The crisis of American health care is not limited to uninsured people, unable to pay for their care. This article shows a deepening problem of working people with insurance unable to pay for treatment of serious illnesses.

By Lindy Washburn – The Bergen Record
First Posted: January 27, 2012

HACKENSACK, N.J. — Frances Giordano found out she had lung cancer in June. After that, the bad news just kept coming.
First, she discovered that even with a good job and health insurance, her medical expenses were more than she could afford on disability.

Then she started slipping into debt, like millions of other Americans who don’t have the cash to cover their medical bills.
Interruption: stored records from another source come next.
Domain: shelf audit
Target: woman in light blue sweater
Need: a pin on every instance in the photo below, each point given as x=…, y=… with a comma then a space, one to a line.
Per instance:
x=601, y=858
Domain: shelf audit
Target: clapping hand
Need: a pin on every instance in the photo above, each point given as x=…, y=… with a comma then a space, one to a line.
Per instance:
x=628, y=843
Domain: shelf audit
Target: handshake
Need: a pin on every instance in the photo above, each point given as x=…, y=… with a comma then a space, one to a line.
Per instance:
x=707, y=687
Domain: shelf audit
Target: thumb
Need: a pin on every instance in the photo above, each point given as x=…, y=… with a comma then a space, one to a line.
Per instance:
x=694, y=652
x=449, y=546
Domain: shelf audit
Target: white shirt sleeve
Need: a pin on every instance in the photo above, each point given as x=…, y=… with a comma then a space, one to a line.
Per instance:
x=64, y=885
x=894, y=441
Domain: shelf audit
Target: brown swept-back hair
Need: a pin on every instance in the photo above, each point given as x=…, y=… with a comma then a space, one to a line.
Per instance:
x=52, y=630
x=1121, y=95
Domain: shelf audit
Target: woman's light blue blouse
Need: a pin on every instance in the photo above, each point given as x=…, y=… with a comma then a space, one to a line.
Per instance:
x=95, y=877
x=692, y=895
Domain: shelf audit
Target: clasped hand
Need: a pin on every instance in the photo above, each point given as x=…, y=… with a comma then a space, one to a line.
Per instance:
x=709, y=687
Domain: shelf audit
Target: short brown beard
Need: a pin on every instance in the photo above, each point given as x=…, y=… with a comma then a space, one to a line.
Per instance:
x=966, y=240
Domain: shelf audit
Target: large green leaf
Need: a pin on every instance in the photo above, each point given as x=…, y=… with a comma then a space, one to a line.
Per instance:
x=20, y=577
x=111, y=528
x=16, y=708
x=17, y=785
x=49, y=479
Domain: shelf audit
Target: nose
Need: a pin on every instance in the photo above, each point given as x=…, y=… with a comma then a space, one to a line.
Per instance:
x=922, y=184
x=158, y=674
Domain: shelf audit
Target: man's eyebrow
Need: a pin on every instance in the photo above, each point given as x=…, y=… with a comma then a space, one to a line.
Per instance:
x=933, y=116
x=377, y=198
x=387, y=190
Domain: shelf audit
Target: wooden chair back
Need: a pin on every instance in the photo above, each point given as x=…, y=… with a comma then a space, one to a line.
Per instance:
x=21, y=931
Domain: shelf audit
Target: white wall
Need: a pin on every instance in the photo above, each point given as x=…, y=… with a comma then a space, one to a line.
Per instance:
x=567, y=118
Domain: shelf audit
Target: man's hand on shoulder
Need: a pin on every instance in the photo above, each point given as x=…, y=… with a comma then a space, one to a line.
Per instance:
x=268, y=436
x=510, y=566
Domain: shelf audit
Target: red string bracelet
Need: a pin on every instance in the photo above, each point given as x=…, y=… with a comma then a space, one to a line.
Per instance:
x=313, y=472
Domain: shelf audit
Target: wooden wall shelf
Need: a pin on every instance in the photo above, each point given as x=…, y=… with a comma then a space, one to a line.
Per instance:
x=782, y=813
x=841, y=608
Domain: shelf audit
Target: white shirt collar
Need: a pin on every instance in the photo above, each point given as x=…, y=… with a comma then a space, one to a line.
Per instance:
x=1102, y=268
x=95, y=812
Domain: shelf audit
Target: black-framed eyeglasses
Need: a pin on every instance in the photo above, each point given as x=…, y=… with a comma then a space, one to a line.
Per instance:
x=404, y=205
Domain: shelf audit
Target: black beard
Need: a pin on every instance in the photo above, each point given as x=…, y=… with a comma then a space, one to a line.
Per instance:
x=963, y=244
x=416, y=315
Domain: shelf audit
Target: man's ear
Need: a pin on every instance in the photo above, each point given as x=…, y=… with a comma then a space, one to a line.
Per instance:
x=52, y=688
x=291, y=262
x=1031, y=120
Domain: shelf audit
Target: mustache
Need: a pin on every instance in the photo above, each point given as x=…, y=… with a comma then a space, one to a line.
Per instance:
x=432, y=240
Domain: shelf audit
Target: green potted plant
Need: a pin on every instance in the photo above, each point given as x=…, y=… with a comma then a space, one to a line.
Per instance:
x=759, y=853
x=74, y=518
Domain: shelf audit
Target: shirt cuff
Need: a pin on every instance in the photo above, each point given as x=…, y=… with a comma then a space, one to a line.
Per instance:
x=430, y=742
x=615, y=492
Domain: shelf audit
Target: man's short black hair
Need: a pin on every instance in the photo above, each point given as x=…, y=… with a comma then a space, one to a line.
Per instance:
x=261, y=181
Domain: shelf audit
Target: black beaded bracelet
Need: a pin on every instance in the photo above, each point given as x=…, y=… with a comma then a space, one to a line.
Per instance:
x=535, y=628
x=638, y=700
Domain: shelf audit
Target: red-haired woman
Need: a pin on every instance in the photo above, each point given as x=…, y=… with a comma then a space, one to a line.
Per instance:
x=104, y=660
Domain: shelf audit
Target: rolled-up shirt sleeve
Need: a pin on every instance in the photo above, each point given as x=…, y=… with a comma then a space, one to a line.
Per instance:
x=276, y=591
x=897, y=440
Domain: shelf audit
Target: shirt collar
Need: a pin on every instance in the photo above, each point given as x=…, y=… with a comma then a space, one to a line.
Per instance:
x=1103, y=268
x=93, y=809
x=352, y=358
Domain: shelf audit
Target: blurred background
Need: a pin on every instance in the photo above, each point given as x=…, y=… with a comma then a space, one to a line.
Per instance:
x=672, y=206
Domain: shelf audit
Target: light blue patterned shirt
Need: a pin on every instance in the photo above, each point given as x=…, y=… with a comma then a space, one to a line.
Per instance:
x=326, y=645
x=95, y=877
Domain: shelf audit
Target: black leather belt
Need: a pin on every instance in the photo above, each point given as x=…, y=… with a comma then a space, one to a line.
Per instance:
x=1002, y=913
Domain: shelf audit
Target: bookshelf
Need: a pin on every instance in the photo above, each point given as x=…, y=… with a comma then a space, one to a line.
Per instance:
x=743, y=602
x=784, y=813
Hospitals expect to be paid promptly and offer little leeway to insured patients. Unpaid bills go to collection agencies, damaging a person’s credit history for years.

Finally, she learned that fighting for her life was not her only battle or maybe even her toughest. When she finished her chemotherapy in December, she was fired. “Due to changes in business operations,” wrote her employer of more than six years, “We can no longer hold your position open.”

It arrived nine days before Christmas.

“I’m a good person,” the 58-year-old Giordano said in an interview, crying. “I worked hard. Isn’t having cancer enough?”
The crisis in American health care is not limited to hospital emergency rooms where uninsured people wait for care. It also is found in a neat, three-bedroom house in Dumont, N.J., occupied by a widow who worked full time, raised two kids and likes to get her nails done occasionally.

In less than a year, Giordano lost her health and her job. Now, she’s afraid she’ll lose her good credit and her health coverage.

In the lonely hours of the night, she said she thinks about giving up.

Giordano had health insurance throughout her illness. She didn’t have to beg for treatment and was not denied it. She loves the surgeon and oncologist and nurses whose care, she hopes, will give her many more good days with her first grandchild, born in July.

But she may be ruined financially. In this country, people can go broke if they get sick.